Homework 7: Aggregated data and High Dimension Anomalies
Weighted Least Squares
Let’s create data at the individual level according to the linear regression model \(\)Y=X\beta + \epsilon\(\) with the following specifications
- Let \(\epsilon_i\stackrel{ind}{\sim} Normal(0, 20)\).
- Let the sample size, \(n\), be 1000.
- Let \(\beta = \binom{0}{1.2}\) (the first parameter is for the constant feature).
- let’s assign each sample to 20 exclusive groups according to the following multinomial distribution: \(P(i\in\) Group \(k) \propto \frac{1}{\sqrt{k}}\) where \(k\in\{1, \dots, 20\}\)
- Define the non-constant feature, \(X_i\stackrel{ind}{\sim} Binomial(n=100, p=0.5), \forall i\)
Create the aggregated data by simply averaging the data points within each group for the \(X\) and \(Y\) values.

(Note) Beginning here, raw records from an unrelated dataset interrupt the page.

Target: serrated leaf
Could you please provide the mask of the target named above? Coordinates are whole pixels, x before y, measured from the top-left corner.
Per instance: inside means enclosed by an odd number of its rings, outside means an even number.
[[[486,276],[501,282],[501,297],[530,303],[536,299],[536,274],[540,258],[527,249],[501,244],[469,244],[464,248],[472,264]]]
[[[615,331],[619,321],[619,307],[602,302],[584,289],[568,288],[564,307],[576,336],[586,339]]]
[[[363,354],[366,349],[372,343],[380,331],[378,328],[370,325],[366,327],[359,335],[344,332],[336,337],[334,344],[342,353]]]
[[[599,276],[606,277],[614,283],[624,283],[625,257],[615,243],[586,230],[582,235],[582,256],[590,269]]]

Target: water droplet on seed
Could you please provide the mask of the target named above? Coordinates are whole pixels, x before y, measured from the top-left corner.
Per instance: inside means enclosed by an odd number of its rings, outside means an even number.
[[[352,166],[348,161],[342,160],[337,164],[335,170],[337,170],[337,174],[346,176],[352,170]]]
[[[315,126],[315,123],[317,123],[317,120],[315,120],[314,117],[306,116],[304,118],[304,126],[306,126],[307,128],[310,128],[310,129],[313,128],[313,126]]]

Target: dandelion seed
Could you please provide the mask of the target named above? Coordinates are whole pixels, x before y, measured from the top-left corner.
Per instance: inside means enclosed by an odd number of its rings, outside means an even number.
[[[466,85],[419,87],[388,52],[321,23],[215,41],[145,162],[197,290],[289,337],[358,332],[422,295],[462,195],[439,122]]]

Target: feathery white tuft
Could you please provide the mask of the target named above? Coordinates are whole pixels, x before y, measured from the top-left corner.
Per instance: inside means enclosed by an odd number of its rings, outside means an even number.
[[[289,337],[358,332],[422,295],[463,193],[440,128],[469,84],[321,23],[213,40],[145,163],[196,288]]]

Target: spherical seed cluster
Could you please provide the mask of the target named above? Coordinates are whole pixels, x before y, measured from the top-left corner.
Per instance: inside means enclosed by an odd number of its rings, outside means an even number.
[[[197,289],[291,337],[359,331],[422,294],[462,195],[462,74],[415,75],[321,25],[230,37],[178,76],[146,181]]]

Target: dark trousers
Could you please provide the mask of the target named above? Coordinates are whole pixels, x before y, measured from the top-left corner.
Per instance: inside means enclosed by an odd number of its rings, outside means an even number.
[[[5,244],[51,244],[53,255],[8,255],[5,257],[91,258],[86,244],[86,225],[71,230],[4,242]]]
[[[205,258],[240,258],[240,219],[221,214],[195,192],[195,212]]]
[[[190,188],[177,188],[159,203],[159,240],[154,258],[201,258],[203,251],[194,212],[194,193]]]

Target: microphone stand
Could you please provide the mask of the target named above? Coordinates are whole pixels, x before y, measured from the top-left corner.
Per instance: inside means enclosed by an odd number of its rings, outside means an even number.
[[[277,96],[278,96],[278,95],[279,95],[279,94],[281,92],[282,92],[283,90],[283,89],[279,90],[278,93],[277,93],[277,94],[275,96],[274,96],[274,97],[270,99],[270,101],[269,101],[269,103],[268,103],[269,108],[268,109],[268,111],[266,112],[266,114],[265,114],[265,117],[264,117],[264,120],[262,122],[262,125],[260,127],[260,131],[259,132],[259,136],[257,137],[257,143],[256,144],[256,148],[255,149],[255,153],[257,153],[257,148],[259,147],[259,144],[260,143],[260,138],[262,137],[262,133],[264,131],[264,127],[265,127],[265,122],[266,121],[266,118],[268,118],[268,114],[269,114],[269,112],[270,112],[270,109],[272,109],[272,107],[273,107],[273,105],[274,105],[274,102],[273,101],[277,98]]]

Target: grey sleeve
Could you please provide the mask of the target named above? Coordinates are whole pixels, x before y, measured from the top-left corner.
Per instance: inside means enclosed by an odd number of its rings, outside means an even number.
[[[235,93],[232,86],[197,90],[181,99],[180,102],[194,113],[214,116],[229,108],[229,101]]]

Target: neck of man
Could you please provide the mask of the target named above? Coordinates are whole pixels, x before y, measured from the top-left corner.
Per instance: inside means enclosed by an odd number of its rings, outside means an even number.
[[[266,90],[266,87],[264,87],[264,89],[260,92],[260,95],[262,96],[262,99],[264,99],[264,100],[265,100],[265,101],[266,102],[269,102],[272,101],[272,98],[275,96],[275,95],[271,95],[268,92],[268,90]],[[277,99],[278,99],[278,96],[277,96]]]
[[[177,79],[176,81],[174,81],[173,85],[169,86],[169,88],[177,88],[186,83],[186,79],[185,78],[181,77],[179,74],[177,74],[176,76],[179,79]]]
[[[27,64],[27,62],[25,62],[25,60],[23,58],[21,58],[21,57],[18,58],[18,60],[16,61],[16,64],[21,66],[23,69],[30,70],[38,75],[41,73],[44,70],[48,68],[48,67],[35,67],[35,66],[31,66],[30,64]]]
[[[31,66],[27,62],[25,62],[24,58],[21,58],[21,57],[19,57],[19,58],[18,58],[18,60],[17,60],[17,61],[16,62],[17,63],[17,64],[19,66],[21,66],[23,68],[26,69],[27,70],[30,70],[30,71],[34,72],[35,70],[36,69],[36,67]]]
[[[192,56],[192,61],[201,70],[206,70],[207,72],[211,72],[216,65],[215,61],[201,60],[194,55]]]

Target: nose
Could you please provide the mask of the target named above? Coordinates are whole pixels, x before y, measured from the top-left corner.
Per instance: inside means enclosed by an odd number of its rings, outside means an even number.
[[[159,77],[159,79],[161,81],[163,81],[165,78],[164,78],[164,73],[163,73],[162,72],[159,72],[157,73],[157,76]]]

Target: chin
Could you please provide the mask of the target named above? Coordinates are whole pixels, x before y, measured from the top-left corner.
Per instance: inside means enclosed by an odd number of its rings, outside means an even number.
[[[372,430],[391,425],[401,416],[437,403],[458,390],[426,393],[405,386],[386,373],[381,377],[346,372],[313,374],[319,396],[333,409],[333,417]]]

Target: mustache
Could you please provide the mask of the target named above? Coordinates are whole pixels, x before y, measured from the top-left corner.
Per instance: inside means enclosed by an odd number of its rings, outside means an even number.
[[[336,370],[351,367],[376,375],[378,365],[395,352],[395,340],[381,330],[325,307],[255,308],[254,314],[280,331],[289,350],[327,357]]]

Let’s call these aggregated data values \(\bar{X}_k\), and \(\bar{Y}_k\). Let the vectorized version of the data be denoted as \(\bar{Y}\) and let \(\bar{X} = \begin{bmatrix} 1 & \bar{X}_1 \\ \vdots & \vdots \\ 1 & \bar{X}_{20} \\\end{bmatrix}\)
Q0
TRUE/FALSE, the aggregated data will always have a higher correlation between X and Y than the correlation at the individual level. Note, ignore the constant feature.
Q1
TRUE/FALSE, \(\bar{Y} = \bar{X}\beta + \gamma\) where \(\gamma\) only depends on \(\epsilon\)
Q2
Let \(\gamma = \bar{Y} - \bar{X}\beta\), TRUE/FALSE, \(E(\gamma|\bar{X}) = 0\)
Q3
What is the analytical expression for \(Var(\gamma_k|X)\) and \(Cov(\gamma_k, \gamma_m|X)\) where \(k\neq m\). Please express the solution in terms of \(Var(\epsilon) = \sigma^2\) and the sample sizes of the different groups. You should assume the group assignments are given.
Q4
TRUE/FALSE, using OLS on the aggregated data will produce unbiased estimates for \(\beta\).
Q5
TRUE/FALSE, using OLS on the aggregated data vs using OLS on the individual level data will produce the same exact estimates for \(\beta\).
Q6
If we only had access to the aggregate data, please produce the point-wise 95\% confidence interval for \(\beta\) if we used OLS (i.e. pretend the variances are constant) and compare that to the interval created using WLS (i.e. the correct calculation).
Q7
Continuing Q6, which one would you recommend using?
Q8
Compute the point-wise 95\% confidence interval for \(\beta\) using the individual level data using OLS.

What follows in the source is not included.